Hydroclimatic variations in the Tianshan Mountains based on grain size and geochemistry of core sediments since ∼1490 CE

• Published in: Journal of mountain science Vol. 20; no. 4; pp. 1010 - 1025
• Main Authors: Lan, Bo, Xu, Wen-feng, Yang, Yun-peng, Chen, Xiang-le, Liu, Zheng-xue, Zhang, Dong-liang
• Format: Journal Article
• Language: English
• Published: Heidelberg Science Press 01.04.2023; Springer Nature B.V
• Subjects: Alternations; Aluminum; Atmospheric particulates; Calcium; Copper; Earth and Environmental Science; Earth Sciences; Ecology; Environment; Geochemistry; Geography; Glaciers; Grain size; High temperature; Humidity; Hydroclimate; Hydrology; Information processing; Lake basins; Lake deposits; Lake sediments; Lakes; Magnesium; Manganese; Moisture effects; Mountains; Original Article; Particle size; Sediment; Sediments; Surface wind; Temperature; Total organic carbon; Water levels; Zinc; Tien Shan Mountains; Geochemistry; Central Tianshan Mountains; Paleohydrology; Dalongchi Lake; Trace metal; End-members
• ISSN: 1672-6316; 1993-0321; 1008-2786
• DOI: 10.1007/s11629-022-7818-3

Numerous studies have focused on modern hydroclimate and the modulated mechanisms in the Tianshan Mountains (TMs), arid central Asia.

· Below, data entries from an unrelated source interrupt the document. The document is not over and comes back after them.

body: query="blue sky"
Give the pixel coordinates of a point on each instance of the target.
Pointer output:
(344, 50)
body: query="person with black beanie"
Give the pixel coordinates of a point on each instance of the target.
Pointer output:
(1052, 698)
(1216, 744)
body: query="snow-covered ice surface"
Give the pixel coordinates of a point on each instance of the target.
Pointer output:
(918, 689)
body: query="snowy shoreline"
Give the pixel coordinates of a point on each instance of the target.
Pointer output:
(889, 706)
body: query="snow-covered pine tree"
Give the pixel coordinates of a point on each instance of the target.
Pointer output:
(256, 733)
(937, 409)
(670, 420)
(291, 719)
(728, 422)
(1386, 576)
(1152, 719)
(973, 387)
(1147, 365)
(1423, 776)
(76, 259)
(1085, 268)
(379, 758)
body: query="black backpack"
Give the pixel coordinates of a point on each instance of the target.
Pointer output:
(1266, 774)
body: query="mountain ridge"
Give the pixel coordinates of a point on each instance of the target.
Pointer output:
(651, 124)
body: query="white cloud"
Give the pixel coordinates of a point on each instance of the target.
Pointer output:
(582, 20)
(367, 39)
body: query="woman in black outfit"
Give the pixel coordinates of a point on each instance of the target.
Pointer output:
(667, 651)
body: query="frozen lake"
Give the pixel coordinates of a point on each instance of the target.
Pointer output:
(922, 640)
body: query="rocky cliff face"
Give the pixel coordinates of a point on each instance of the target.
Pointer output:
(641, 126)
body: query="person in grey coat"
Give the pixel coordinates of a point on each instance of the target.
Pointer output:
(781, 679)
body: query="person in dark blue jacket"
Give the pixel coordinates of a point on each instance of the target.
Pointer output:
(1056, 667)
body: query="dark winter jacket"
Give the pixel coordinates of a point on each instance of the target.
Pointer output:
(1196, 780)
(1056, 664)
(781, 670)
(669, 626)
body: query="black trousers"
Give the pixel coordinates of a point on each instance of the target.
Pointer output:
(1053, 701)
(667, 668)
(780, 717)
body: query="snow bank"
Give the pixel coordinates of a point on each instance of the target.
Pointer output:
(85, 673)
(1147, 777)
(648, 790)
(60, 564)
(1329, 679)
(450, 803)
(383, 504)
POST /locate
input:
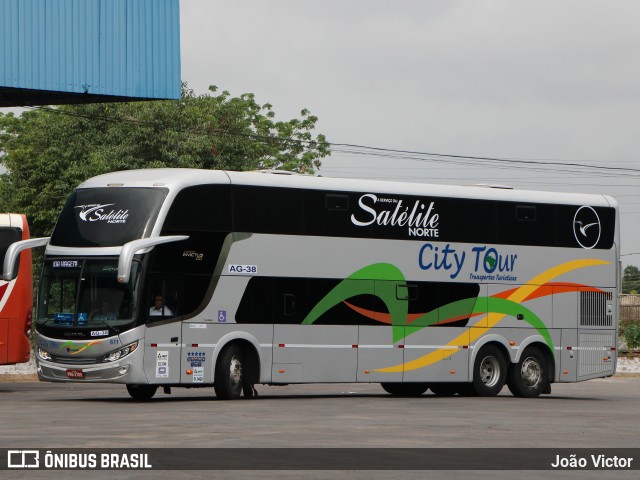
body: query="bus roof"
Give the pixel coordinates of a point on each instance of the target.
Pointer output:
(179, 178)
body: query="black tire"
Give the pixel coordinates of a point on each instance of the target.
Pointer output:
(405, 389)
(229, 380)
(489, 371)
(528, 377)
(142, 393)
(444, 389)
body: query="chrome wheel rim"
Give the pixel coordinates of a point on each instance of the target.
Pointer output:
(531, 372)
(489, 371)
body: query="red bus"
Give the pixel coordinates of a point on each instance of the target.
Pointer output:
(16, 296)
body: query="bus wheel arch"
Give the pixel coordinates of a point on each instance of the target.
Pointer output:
(490, 367)
(237, 370)
(531, 375)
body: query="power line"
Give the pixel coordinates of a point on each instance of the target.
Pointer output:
(554, 166)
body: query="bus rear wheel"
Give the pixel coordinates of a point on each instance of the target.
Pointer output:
(142, 392)
(528, 377)
(405, 389)
(228, 383)
(489, 371)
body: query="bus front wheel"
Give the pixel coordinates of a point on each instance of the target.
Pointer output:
(229, 379)
(142, 392)
(528, 377)
(405, 389)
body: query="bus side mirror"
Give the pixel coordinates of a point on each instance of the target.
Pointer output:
(11, 257)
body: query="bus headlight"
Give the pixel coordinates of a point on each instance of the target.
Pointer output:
(121, 353)
(43, 354)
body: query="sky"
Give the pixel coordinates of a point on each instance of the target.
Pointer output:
(547, 81)
(538, 92)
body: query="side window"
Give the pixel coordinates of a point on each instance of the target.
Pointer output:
(164, 298)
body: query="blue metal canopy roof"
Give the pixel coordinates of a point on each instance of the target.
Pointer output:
(77, 51)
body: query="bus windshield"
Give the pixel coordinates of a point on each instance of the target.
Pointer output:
(77, 293)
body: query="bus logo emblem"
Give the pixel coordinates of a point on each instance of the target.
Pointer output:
(586, 227)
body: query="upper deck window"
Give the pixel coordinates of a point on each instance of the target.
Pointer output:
(107, 217)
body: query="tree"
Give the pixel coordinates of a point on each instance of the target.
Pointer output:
(631, 279)
(49, 151)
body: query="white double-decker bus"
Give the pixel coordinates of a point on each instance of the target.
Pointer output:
(193, 278)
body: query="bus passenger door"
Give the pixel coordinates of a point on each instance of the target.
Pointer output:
(163, 336)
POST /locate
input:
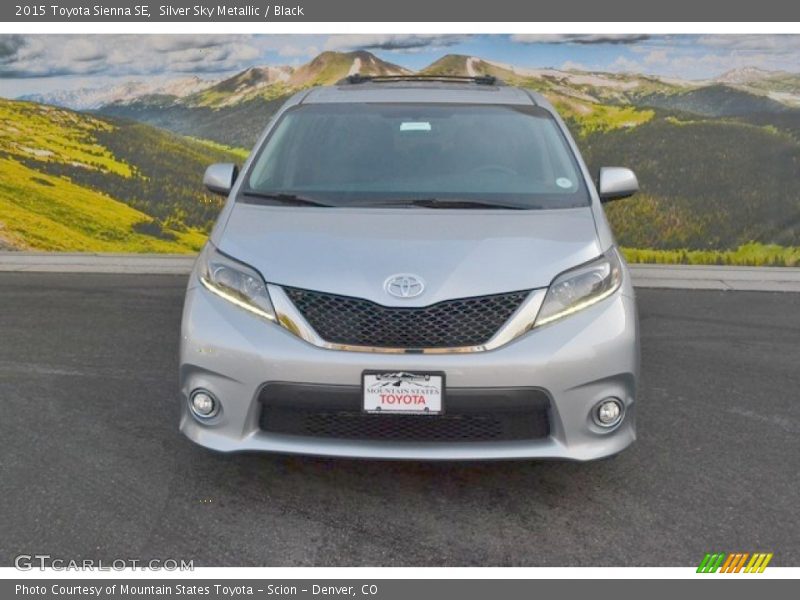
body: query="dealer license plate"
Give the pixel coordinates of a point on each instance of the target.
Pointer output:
(403, 392)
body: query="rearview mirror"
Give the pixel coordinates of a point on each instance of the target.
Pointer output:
(220, 177)
(616, 183)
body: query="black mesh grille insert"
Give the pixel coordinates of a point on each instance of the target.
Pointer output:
(471, 415)
(448, 324)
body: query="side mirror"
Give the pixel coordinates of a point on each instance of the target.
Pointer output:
(220, 177)
(616, 183)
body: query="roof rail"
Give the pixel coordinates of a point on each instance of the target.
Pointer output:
(476, 79)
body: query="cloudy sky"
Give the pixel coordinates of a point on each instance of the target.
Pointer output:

However, the detailed information of hydroclimatic processes beyond the instrumental period is still scarce. This paper reconstructed a hydrology history from core sediments of the Dalongchi Lake in the Tianshan Mountains. The comparability between end-members (EMs) of grain size and ICP-AES based geochemical elements in the lake sediments highlighted their availability for hydrological reconstructions. Hydrodynamic forces (EM1, EM4, Ti/Al and Li/Al), chemical weathering intensity [(Mg+Ca+K)/Al], salinity proxy (Mg/Ca) and redox-sensitive proxy (Fe/Mn) highly correlated with the first principal component ( P <0.01), whereas paleoproductivity proxies (TN, TOC, Ba/Al, Zn/Al and Cu/Al) and C/N showed high loadings on the second principal component ( P <0.05). The inferred hydrology progress was nonlinearly responded to temperature, precipitation and climate-dictated glaciers. Specifically, the water level didn’t always covary with the humidity because of glaciers. The maximum water level was the comprehensive result of glaciers melting and high humidity around 1830 CE. Thereafter, water level continually decreased with declining moisture at high temperature, implying a limited buffering capacity of glaciers in the Dalongchi Lake basin. EM3-indicated eolian activity intensity was caused by the behaviors of Siberian High because the latter intensified surface wind and the dust transportation. The hydrothermal patterns were characterized by warm/dry and cold/wet alternations in a long run although warm/wet pattern was identified from a short-term view.